Die Kritiker des Eurokurses der FDP unterstellen der Parteiführung, die Umfrage mit "Rumtrickserei" sabotiert zu haben. Der Vorwurf richtet sich vor allem gegen den FDP-Fraktionsvorsitzenden Rainer Brüderle. Der hatte schon vor dem Ende der Abstimmung darauf hingewiesen, dass kein Abgeordneter gezwungen sei, das Votum im Bundestag zu akzeptieren. Das Grundgesetz, so Brüderle, kenne kein imperatives Mandat.

Guttenberg als FDP-Mitglied?

Ob es sich für Brüderle auszahlt, in dieser Auseinandersetzung so eng an der Seite Röslers zu stehen, wird in der FDP bezweifelt. Die "Boygroup" (Rösler, Lindner und Gesundheitsminister Daniel Bahr) sei bereits intensiv dabei, im internen Machtkampf auch Brüderle abzuhalftern. Der Fraktionschef darf auf dem bevorstehenden Drei-Königstreffen in Stuttgart am 6. Januar, das traditionell die wichtigste Veranstaltung bei der Eröffnung des neuen politischen Jahres ist, nicht als Redner auftreten. Brüderle wurde in den FDP-Landesparteitag abgeschoben, der einen Tag früher stattfindet und ausgeprägten regionalen politischen Bezug hat.
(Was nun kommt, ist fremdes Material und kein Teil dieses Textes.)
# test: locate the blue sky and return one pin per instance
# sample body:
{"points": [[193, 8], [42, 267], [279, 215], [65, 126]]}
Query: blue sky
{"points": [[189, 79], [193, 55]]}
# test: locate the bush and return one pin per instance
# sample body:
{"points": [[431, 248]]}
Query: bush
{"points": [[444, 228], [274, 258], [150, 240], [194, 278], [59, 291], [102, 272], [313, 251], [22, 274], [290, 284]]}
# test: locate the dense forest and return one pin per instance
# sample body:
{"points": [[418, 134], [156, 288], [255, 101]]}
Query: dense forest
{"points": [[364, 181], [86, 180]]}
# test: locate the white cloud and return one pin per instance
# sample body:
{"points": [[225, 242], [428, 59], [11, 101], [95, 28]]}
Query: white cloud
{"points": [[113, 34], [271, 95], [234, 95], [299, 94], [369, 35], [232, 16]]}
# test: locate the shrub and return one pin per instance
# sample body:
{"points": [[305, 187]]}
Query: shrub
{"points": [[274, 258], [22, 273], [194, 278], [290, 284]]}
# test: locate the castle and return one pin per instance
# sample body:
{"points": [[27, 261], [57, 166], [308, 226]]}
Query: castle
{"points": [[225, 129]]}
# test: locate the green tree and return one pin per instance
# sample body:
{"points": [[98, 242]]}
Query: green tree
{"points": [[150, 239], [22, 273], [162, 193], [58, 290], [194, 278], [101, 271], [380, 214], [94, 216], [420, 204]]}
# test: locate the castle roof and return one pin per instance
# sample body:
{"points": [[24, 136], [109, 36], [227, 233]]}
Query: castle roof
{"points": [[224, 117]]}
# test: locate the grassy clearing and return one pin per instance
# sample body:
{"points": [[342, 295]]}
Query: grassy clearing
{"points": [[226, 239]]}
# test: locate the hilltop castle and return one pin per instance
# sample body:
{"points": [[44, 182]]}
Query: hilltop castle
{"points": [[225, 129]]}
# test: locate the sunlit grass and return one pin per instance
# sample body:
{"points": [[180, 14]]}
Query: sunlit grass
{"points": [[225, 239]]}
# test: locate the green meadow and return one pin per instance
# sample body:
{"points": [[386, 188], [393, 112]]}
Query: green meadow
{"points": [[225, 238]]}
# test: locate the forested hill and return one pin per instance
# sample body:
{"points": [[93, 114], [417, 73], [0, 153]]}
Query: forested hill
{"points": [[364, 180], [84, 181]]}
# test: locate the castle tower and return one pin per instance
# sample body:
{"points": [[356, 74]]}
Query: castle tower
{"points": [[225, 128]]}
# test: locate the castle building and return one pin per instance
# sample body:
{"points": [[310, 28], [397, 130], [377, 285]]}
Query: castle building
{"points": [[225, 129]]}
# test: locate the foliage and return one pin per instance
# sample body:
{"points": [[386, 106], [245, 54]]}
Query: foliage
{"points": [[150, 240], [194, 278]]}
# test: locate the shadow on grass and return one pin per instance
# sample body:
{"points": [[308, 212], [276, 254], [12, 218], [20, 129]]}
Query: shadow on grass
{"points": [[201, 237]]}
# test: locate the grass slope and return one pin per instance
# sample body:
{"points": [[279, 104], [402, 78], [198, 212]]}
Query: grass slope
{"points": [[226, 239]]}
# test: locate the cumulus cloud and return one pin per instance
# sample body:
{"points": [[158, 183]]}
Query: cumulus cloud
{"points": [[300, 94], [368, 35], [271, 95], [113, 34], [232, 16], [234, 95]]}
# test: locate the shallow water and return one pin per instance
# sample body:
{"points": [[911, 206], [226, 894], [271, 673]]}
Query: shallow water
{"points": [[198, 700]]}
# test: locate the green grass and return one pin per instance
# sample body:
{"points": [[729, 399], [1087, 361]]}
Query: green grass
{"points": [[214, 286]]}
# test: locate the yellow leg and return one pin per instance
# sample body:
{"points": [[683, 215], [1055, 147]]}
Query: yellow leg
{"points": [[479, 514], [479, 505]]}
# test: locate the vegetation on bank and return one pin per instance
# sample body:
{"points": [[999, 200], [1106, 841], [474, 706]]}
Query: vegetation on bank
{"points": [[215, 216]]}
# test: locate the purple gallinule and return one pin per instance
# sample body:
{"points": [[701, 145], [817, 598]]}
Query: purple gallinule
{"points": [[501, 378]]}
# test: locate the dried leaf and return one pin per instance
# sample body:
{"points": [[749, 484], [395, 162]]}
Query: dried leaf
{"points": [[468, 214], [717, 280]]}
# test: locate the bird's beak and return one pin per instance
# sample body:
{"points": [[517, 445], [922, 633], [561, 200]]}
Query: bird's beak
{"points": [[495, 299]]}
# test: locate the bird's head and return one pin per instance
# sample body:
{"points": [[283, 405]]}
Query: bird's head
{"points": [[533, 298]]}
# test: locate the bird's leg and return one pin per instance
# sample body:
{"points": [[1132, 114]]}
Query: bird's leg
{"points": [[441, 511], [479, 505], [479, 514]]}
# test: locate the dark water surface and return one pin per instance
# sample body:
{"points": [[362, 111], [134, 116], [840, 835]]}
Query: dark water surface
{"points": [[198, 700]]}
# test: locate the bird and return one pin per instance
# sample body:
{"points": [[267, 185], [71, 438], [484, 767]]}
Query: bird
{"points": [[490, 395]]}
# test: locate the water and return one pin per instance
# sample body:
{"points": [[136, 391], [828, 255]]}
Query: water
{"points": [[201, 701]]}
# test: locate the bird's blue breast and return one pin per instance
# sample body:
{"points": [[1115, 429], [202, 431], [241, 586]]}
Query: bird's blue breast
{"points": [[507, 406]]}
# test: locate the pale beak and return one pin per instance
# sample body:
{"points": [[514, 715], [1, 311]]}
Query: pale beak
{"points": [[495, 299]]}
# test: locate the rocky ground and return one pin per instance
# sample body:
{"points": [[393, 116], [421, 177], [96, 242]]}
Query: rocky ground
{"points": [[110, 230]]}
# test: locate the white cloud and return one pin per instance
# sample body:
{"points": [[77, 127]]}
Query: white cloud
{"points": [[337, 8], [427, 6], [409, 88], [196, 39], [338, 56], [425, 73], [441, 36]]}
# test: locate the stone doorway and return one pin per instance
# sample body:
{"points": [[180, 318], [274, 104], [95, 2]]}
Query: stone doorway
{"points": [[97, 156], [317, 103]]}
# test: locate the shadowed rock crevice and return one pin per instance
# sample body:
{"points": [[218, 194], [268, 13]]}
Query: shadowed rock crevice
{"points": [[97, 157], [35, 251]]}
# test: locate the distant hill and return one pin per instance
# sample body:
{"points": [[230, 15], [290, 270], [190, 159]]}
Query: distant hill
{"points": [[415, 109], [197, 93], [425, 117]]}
Das bedeutet, dass Rösler den direkten rednerischen Vergleich mit dem wortstarken Brüderle scheue, heißt es in der FDP. Bisher sei es Tradition gewesen, dass auf dem Drei-Königstreffen die Besten der FDP sprechen. Und Brüderle sei derzeit der mit Abstand wichtigste bundespolitische Mann der FDP. Für Schäffler ist die Aktion gegen Brüderle ein klarer Beweis dafür, "dass die Parteiführung nervös ist". Lindner widersprach diesen Vermutungen. In der Vergangenheit habe neben dem Parteichef immer der Generalsekretär in Suttgart gesprochen.

Besonderen Missmut hat Rösler in der FDP auch dadurch ausgelöst, dass er in einem Interview mit "Bild am Sonntag" die Frage, ob Karl-Theodor zu Guttenberg in der FDP willkommen wäre, nur mit dem ausweichenden Satz beantwortet hat: "Meines Wissens ist er in der CSU." Lindner versicherte, der Name Guttenberg sei im Vorstand im Zusammenhang mit der Mitgliederentwicklung nicht gefallen. Auf die Frage, ob die FDP sich über ein Mitglied Guttenberg freuen würde, antwortete Lindner: "Jeder freiheitsliebende Mensch ist in der FDP willkommen."